I'm not really concerned about what happens to my body as long as it's after I'm finished with it. (That spurs all sorts of philosophical questions. Who is the I in this body.) I've considered requesting it be donated for some good purpose. Taking up ground doesn't appeal to me unless my body is not preserved and not put in a container. I'd prefer to let nature do as it will and save the land for future generations.

 
At 9:26 PM, Blogger MojoMan said...

To Lynne, Laura, Lene, Robin Andrea and Paul: Thanks for your thought-provoking comments. I can't explain it, but while I'm absolutely convinced I won't need my body when I'm gone, I'm quite sure I don't want to be cremated. Certainly, no embalming and a plain pine box sounds good. No concrete vault, either. I really should sign up for organ donation. I'm definitely going to look into natural cemeteries where graves are located in forests and meadows and not in rigid rows of maniucured lawns. As we reach 300 million Americans, I don't think many of us will wind up in little country cemeteries or family plots anymore.

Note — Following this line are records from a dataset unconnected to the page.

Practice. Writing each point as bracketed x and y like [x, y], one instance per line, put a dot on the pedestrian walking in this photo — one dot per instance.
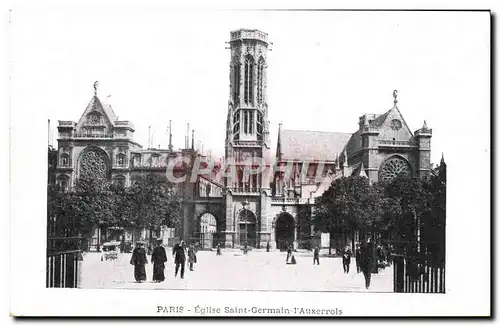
[367, 261]
[179, 254]
[139, 260]
[316, 255]
[289, 253]
[357, 253]
[346, 259]
[191, 257]
[159, 258]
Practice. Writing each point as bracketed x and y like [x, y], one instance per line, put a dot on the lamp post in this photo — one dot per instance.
[245, 205]
[207, 190]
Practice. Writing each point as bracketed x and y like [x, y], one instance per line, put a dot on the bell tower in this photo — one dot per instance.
[247, 137]
[247, 134]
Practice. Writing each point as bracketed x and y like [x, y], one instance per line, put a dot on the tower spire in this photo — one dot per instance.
[192, 139]
[170, 134]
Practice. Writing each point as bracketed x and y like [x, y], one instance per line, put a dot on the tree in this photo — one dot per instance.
[349, 205]
[150, 203]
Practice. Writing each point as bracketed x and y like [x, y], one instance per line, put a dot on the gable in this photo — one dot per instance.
[97, 118]
[392, 126]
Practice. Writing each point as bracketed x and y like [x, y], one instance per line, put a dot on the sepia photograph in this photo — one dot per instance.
[249, 154]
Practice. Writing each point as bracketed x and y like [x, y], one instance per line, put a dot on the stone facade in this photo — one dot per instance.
[228, 205]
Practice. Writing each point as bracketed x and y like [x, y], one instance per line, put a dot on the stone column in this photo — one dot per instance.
[265, 233]
[228, 234]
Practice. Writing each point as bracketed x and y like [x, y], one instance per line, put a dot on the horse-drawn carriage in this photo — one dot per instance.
[110, 250]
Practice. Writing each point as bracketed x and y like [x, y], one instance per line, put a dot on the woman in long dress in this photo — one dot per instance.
[139, 260]
[159, 257]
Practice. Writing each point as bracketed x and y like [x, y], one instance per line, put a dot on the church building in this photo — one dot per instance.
[257, 208]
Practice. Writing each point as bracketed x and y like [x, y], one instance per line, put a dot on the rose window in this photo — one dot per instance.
[93, 165]
[394, 167]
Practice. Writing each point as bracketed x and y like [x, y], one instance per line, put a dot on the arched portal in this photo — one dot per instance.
[208, 230]
[285, 231]
[247, 228]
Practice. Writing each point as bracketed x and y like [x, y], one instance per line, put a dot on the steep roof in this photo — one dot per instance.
[311, 145]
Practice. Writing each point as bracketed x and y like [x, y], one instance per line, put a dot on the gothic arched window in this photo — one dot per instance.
[249, 65]
[120, 159]
[259, 125]
[236, 82]
[119, 181]
[64, 182]
[64, 159]
[394, 167]
[260, 81]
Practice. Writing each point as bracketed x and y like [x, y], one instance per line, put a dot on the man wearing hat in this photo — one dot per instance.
[179, 253]
[159, 257]
[139, 260]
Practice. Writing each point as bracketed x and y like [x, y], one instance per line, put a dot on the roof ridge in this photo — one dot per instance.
[326, 132]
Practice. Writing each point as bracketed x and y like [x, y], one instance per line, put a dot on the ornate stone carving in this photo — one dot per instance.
[394, 167]
[93, 164]
[396, 124]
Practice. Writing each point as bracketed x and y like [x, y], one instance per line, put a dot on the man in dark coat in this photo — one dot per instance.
[159, 257]
[346, 259]
[367, 261]
[289, 253]
[316, 255]
[358, 258]
[139, 260]
[191, 257]
[179, 254]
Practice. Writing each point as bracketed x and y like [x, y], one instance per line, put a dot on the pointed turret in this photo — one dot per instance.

Lene: Thanks for your concern. It's a guy thing. I'm inclined to think a particular test number has more to do with sitting on a bicycle seat for 2000 miles a year than with any real problem. The doc is slow to get his head around that.

Lockjaw: Your interest in my post is touching. If your DJ ever starts blogging, have his people contact my people about aquiring the rights to the name.

 
At 1:44 AM, Anonymous Anonymous said...

Here is to living a long and healthy life, which is what I wish for you. I think it is important to occasionally reflect on the end of life, what our wishes are, what our living is about, and how we make the world (hopefully) a better place. Thanks for yet another great post.